For neural networks with a single hidden layer:

\singlespacing
\begin{tabular}{|c|c|c|c|}
\hline
Iterations & Hidden neurons & Training accuracy & Test accuracy \\
1 & 10 & .904 & .890 \\
5 & 10 & .925 & .911 \\
10 & 10 & .931 & .912 \\
1 & 20 & .907 & .902 \\
5 & 20 & .928 & .923 \\
10 & 20 & .926 & .906 \\
1 & 40 & .401 & .381 \\
5 & 40 & .401 & .381 \\
\hline
\end{tabular}
\doublespacing

\bigskip
There seemed to be a "sweet spot" around 5 iterations and 20 hidden neurons that gave us the best training and test accuracy. However, at all other points it performed worse than the perceptron. Also, 40 neurons did not converge at all in the number of iterations that we were willing to wait for it to run for, and had the same performance as we were getting before removing the caps lock features from the data.

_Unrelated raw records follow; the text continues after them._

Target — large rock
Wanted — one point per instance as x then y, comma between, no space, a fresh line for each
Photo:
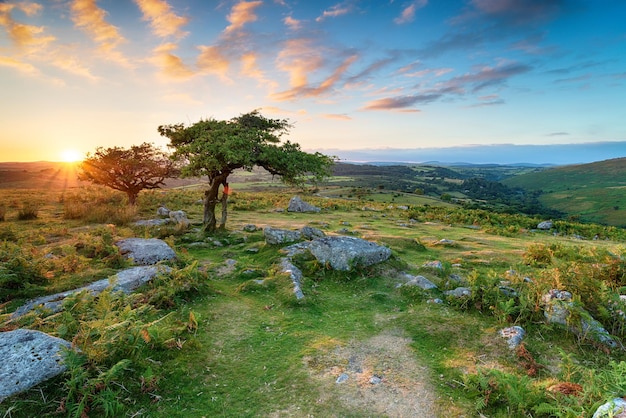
146,252
310,233
615,408
274,236
298,205
28,358
558,308
125,281
295,274
419,281
345,253
179,217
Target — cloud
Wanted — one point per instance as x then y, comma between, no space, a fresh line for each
292,24
486,77
305,90
163,21
88,16
334,11
373,68
518,11
242,13
212,60
408,13
21,66
298,58
335,116
25,37
171,65
181,98
401,102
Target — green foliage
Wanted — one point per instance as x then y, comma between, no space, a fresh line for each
538,255
131,170
179,285
21,272
216,148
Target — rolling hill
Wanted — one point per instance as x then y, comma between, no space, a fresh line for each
594,192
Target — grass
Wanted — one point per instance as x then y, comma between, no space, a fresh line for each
234,347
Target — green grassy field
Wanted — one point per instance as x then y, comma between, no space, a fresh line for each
229,346
592,192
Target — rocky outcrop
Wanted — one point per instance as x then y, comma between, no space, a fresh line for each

Lastly, neural networks with 2 hidden layers took a lot more time to train without a significant gain in accuracy at detecting spam. (Runs with 1 iteration were omitted because in all cases they did not converge during that iteration.)

\singlespacing
\begin{tabular}{|c|c|c|c|c|}
\hline
Iterations & 1st hidden layer & 2nd hidden layer & Training accuracy & Test accuracy \\
5 & 5 & 5 & .919 & .911 \\
5 & 10 & 5 & .927 & .919 \\
5 & 20 & 10 & .599 & .619 \\
10 & 20 & 10 & .929 & .916 \\
\hline
\end{tabular}
\doublespacing

\bigskip
Again, though both 5-10-5 and 10-20-10 performed reasonably well, they were beaten by both the best single layer network and best perceptron.

\section{Results and conclusions}

This work demonstrated that a feedforward neural network can be an effective means of detecting spam emails with over 90$\%$ accuracy, but also that there are no appreciable benefits for using a multi-layer network instead of using a simple perceptron.

While this is very accurate, perhaps more so than we expected, it still does not make neural network spam filtering something that one would want to use in practice. For example, most users would much rather have the occasional spam email end up in their inbox than to have an overzealous spam filter that detects all spam but also gets false positives on important emails. 90$\%$ accuracy where the other 10$\%$ are spam that get through the filter would be a mild nuisance, whereas 90$\%$ accuracy where most of the other 10$\%$ are emails we wanted to read that ended up in the spam folder would be actively undesirable. So one future extension would be to measure the number of false positives given by the neural network, and if possible try to minimize them.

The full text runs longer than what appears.